On my flight home from Boston last night, I was reading the New York Times review of MS Office 2003.  The net-net of the article -- the core applications are hardly worth upgrading, but the changes to Outlook alone make the upgrade worth it.
I don't dispute that Microsoft has done some things to improve Outlook in 2003.  But I learned something about prior versions of Outlook that I never knew before:

This is a big deal: no longer do the huddled masses have to hunt for the Inbox and Sent folders because Outlook, idiotically, buries them alphabetically among the other folders.
What?  The inbox doesn't appear at the top of the folder list in Outlook 97-2002?  That's the supposed "ease-of-use" that people have been complaining to me about for all these years????  Even cc:Mail had this right -- the most frequently used container should be at the top.  Apparently, they've finally figured this out.  Actually, there's a lot of usability things in Outlook 2003 that seem, shockingly, borrowed from Lotus Notes.  Amazing.

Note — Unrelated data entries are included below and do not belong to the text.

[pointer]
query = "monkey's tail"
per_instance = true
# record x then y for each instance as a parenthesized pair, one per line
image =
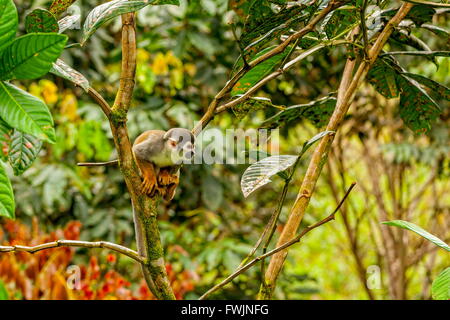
(98, 164)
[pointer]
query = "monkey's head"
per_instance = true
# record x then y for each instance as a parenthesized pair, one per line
(180, 142)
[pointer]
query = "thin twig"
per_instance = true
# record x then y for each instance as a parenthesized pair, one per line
(100, 101)
(278, 249)
(74, 243)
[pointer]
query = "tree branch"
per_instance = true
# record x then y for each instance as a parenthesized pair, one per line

Putting that aside, the meta-level issue raised by the article (from my perspective) is really interesting.  Customers who are on three-year SA upgrade contracts with Microsoft are getting minimal new features in the core products that they pay hundreds of dollars per user per year in maintenance fees.  It's no wonder Microsoft is focused on adding everything but the kitchen sink to the Office brand -- it's a distraction from the fact that the Office apps actually covered by that subscription are not delivering the kind of incremental value anyone is paying for.  I guarantee that the launch demos next month will be all about SharePoint (both versions), Office Live, InfoPath, OneNote, and Outlook/Exchange.  If you even see any demo of Word/Excel/Powerpoint, it will be in the context of using these additional (and additional $$$, in most cases) applications.